DeepFM - singleton array issue
duncanmcelfresh opened this issue · comments
occurs with dataset: openml__sulfur__360966
traceback:
Traceback (most recent call last):
File "/home/shared/tabzilla/TabSurvey/tabzilla_experiment.py", line 137, in __call__
result = cross_validation(model, self.dataset, self.time_limit)
File "/home/shared/tabzilla/TabSurvey/tabzilla_utils.py", line 236, in cross_validation
loss_history, val_loss_history = curr_model.fit(
File "/home/shared/tabzilla/TabSurvey/models/deepfm.py", line 89, in fit
loss_history, val_loss_history = self.model.fit(
File "/home/shared/tabzilla/TabSurvey/models/deepfm_lib/models/basemodel.py", line 252, in fit
train_result[name].append(metric_fun(
File "/opt/conda/envs/torch/lib/python3.10/site-packages/sklearn/metrics/_regression.py", line 442, in mean_squared_error
y_type, y_true, y_pred, multioutput = _check_reg_targets(
File "/opt/conda/envs/torch/lib/python3.10/site-packages/sklearn/metrics/_regression.py", line 100, in _check_reg_targets
check_consistent_length(y_true, y_pred)
File "/opt/conda/envs/torch/lib/python3.10/site-packages/sklearn/utils/validation.py", line 384, in check_consistent_length
lengths = [_num_samples(X) for X in arrays if X is not None]

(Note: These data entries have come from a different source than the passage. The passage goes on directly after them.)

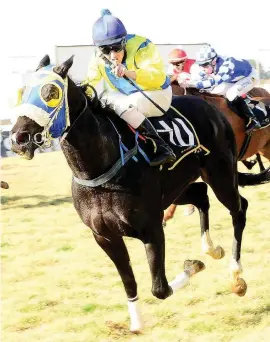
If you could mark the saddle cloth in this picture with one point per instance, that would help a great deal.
(260, 110)
(175, 130)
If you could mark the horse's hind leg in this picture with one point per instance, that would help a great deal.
(117, 251)
(155, 250)
(196, 194)
(217, 169)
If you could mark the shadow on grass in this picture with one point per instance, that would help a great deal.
(45, 201)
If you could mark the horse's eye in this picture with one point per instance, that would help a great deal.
(23, 138)
(51, 95)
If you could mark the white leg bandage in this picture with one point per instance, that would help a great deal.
(179, 282)
(136, 323)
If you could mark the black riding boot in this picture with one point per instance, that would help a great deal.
(164, 153)
(247, 111)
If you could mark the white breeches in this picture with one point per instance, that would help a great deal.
(241, 87)
(121, 102)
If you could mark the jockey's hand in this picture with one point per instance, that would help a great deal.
(119, 70)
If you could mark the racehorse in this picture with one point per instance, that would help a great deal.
(260, 140)
(130, 202)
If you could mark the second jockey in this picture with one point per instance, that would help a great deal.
(230, 77)
(119, 54)
(181, 68)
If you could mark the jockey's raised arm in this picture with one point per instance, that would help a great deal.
(121, 57)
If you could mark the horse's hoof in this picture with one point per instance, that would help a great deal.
(193, 266)
(4, 185)
(239, 287)
(136, 329)
(219, 253)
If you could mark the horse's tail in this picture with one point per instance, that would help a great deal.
(249, 179)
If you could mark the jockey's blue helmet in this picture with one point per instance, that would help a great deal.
(108, 30)
(205, 55)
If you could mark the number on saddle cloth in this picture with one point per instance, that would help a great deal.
(175, 130)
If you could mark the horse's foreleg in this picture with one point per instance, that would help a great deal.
(155, 250)
(169, 213)
(117, 251)
(259, 160)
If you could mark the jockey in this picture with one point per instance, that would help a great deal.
(230, 77)
(120, 54)
(180, 66)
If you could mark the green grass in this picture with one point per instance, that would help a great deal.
(58, 285)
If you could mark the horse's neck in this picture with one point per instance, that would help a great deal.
(90, 146)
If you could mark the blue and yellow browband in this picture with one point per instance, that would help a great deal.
(56, 110)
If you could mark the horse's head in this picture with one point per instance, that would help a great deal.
(43, 113)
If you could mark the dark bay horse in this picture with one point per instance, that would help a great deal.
(131, 203)
(260, 141)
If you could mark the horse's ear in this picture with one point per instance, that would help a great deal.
(44, 62)
(63, 69)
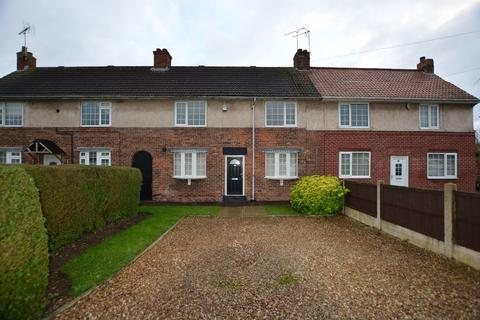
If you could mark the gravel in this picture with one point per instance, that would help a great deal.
(284, 268)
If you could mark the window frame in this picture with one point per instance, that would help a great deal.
(98, 157)
(429, 105)
(100, 108)
(349, 126)
(9, 157)
(194, 175)
(351, 176)
(186, 114)
(276, 166)
(445, 176)
(3, 114)
(285, 125)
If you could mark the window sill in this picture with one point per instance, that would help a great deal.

File "/opt/conda/envs/torch/lib/python3.10/site-packages/sklearn/utils/validation.py", line 384, in <listcomp>
lengths = [_num_samples(X) for X in arrays if X is not None]
File "/opt/conda/envs/torch/lib/python3.10/site-packages/sklearn/utils/validation.py", line 325, in _num_samples
raise TypeError(
TypeError: Singleton array array(0.0816204) cannot be considered a valid collection.

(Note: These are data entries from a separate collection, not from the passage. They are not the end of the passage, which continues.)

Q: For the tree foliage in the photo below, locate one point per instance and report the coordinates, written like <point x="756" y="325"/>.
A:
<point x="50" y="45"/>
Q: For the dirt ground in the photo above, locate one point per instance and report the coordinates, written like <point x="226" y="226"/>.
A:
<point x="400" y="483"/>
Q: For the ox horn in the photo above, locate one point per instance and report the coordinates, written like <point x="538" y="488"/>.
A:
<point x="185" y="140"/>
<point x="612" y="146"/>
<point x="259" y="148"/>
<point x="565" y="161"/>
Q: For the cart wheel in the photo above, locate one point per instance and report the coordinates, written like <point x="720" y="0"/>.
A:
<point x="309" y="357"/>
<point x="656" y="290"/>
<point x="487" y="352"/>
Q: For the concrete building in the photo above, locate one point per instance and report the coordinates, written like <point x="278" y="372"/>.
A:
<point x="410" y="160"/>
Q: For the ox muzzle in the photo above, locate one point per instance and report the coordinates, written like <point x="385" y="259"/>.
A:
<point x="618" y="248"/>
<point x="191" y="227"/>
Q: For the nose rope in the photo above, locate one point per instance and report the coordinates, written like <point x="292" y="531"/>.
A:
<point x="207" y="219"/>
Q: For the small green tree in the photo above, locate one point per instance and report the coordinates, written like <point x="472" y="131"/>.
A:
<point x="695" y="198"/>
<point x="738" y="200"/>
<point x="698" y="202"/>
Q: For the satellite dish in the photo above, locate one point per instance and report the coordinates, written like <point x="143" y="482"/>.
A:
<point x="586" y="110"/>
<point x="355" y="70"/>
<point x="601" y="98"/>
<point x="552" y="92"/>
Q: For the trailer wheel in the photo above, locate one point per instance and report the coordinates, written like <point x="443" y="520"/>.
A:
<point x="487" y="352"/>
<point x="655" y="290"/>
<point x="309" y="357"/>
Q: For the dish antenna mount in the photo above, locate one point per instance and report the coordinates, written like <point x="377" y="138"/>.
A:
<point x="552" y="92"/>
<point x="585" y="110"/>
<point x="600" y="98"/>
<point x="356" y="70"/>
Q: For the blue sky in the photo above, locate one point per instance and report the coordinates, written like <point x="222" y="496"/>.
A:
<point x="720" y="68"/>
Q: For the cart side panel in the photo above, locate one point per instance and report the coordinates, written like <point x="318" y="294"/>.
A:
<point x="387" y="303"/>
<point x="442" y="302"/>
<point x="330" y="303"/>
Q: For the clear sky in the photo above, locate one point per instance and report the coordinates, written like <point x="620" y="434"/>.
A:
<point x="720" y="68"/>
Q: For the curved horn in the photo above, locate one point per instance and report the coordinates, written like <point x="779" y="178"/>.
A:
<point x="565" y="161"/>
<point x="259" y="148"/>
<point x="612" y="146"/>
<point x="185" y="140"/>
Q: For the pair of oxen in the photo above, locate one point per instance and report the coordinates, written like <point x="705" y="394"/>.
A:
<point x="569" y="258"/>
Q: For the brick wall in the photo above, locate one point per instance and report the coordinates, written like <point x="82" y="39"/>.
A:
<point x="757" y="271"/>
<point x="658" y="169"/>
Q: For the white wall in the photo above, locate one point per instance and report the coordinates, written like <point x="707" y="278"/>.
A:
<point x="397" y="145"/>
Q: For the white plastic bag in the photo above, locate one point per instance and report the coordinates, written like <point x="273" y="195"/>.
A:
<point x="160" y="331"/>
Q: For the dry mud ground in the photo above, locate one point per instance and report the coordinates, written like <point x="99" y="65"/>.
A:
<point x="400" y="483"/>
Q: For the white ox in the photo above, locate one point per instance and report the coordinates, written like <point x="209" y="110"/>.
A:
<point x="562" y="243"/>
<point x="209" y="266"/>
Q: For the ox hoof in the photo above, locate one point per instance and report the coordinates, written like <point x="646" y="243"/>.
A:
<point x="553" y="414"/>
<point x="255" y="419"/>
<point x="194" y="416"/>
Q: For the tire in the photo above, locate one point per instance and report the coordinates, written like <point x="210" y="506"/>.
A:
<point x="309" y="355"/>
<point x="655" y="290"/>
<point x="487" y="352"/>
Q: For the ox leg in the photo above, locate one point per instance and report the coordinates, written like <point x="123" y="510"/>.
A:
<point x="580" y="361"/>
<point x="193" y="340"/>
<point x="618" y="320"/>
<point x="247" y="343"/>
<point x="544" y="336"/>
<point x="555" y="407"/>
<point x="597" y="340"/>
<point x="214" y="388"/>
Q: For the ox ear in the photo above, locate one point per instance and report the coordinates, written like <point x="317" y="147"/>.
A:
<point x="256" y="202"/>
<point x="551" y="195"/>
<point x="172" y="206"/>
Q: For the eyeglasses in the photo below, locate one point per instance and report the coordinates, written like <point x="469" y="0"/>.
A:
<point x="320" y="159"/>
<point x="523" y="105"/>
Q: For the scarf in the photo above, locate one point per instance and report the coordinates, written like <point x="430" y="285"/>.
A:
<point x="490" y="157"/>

fyi - it looks like most of the DeepFM errors are from this bug, so fixing this should get us a lot more results for DeepFM
Looks like this line was causing an issue (in basemodel.py for DeepFM)

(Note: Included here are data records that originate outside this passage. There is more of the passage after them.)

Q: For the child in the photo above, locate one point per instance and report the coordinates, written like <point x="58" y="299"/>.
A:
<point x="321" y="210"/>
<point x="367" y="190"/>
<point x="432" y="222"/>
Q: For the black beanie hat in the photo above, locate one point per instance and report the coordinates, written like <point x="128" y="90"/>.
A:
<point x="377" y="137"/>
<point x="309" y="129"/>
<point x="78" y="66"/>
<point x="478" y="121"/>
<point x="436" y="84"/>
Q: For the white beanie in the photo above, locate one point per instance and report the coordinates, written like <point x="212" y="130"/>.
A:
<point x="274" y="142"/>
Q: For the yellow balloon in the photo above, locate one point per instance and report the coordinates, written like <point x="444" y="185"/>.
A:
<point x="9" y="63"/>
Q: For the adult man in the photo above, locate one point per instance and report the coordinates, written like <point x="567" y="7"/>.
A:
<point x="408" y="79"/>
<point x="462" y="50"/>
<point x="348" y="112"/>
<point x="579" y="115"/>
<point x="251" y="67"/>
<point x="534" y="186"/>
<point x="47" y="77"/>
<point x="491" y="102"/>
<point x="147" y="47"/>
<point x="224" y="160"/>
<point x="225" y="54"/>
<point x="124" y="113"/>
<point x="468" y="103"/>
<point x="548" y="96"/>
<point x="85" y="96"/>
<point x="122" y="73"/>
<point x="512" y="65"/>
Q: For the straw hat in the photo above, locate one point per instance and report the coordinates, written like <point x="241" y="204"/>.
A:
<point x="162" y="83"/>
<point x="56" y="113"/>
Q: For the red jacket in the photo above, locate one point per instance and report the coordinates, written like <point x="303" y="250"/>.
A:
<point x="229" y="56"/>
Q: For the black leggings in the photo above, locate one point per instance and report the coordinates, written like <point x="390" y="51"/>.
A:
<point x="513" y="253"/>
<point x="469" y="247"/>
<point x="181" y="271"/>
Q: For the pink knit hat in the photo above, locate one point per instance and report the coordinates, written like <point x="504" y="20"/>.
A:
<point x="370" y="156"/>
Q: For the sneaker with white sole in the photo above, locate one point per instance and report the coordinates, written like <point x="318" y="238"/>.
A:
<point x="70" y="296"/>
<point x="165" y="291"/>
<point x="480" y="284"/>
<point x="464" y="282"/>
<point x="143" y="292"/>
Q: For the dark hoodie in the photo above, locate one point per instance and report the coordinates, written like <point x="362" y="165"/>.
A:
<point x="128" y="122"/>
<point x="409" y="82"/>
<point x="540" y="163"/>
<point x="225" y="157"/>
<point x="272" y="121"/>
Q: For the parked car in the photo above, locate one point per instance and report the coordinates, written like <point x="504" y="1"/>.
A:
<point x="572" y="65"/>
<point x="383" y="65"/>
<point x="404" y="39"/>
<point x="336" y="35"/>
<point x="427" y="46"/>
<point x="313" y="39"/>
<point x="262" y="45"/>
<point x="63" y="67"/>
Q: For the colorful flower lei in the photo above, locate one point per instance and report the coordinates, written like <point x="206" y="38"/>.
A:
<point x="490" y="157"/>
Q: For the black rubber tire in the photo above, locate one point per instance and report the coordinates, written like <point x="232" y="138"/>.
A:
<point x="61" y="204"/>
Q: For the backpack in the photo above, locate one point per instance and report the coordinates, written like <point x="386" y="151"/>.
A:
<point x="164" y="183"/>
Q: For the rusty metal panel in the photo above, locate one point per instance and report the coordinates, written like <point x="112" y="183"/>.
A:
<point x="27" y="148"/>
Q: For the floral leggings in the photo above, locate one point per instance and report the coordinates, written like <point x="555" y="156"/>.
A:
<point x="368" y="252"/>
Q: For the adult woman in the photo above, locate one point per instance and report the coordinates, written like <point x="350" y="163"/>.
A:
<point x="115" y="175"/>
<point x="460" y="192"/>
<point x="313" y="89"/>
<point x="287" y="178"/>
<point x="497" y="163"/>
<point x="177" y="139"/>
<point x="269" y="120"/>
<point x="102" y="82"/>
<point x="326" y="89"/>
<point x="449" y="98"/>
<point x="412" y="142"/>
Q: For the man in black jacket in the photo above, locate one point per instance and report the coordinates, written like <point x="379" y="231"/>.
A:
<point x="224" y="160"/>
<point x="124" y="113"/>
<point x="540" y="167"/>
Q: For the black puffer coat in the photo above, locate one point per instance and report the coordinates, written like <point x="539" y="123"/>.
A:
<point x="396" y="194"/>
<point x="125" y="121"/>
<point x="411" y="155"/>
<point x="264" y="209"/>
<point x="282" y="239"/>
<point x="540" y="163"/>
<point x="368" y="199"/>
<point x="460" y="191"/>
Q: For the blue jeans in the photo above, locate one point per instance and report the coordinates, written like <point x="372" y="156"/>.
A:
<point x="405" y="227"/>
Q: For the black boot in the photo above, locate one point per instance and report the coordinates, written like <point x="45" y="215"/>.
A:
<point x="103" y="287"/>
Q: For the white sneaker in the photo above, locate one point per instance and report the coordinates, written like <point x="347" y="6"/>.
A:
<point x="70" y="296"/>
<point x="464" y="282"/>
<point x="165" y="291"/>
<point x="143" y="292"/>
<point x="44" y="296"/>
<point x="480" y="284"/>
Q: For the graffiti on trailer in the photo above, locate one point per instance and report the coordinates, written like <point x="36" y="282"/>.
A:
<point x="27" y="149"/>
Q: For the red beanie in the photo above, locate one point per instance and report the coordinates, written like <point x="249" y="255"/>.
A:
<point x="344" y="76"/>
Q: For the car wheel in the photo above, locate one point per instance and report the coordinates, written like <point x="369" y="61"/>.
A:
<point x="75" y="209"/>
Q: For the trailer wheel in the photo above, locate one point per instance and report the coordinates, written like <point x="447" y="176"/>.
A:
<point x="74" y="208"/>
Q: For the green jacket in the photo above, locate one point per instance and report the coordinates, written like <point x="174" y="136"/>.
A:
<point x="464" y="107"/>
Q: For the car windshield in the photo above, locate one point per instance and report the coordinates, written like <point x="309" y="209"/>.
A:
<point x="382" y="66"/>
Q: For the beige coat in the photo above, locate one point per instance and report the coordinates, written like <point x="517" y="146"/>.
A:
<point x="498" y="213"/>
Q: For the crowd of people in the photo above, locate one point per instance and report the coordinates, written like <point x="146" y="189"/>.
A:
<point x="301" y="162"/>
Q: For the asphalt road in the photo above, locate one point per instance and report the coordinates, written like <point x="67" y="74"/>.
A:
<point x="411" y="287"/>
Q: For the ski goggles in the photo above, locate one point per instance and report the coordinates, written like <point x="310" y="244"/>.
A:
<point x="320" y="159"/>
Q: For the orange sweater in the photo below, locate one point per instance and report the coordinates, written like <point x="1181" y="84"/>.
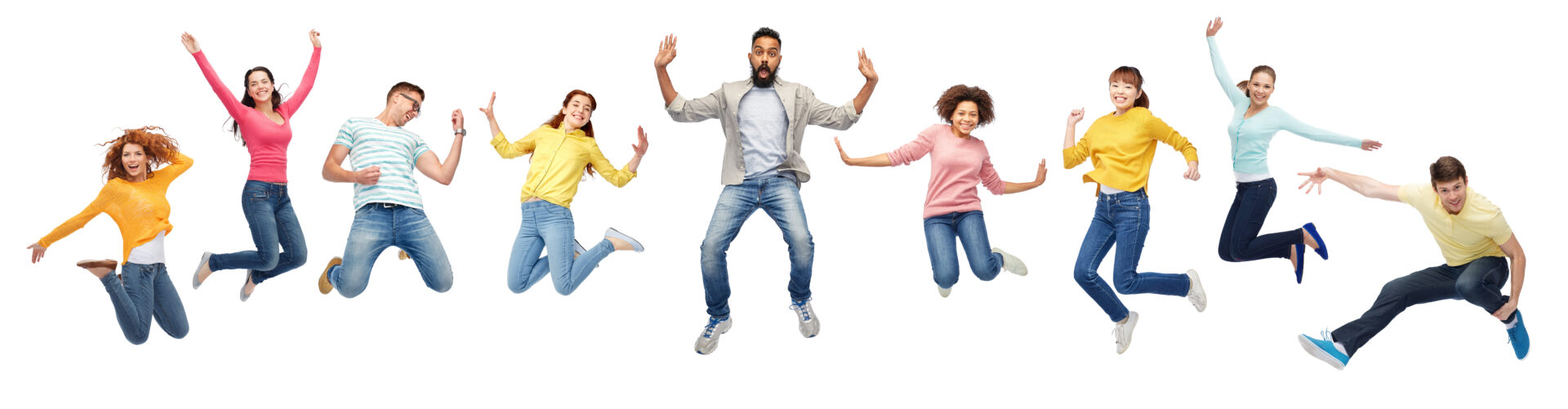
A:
<point x="140" y="209"/>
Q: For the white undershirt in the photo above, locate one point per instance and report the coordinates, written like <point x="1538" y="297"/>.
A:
<point x="148" y="254"/>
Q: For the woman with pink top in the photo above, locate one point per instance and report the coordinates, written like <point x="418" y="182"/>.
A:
<point x="952" y="204"/>
<point x="261" y="121"/>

y_pred = model(x).squeeze()
If the y_pred only has length 1, squeeze will return an empty array, which is causing the mismatch at loss and metric calculations. I think the following should fix it
if len(y_pred)!=1: y_pred = y_pred.squeeze() y = y.squeeze()
This will raise the following warning, but I think it should be okay as we are ensuring that size is correct
UserWarning: Using a target size (torch.Size([1])) that is different to the input size (torch.Size([1, 1])). This will likely lead to incorrect results due to broadcasting. Please ensure they have the same size.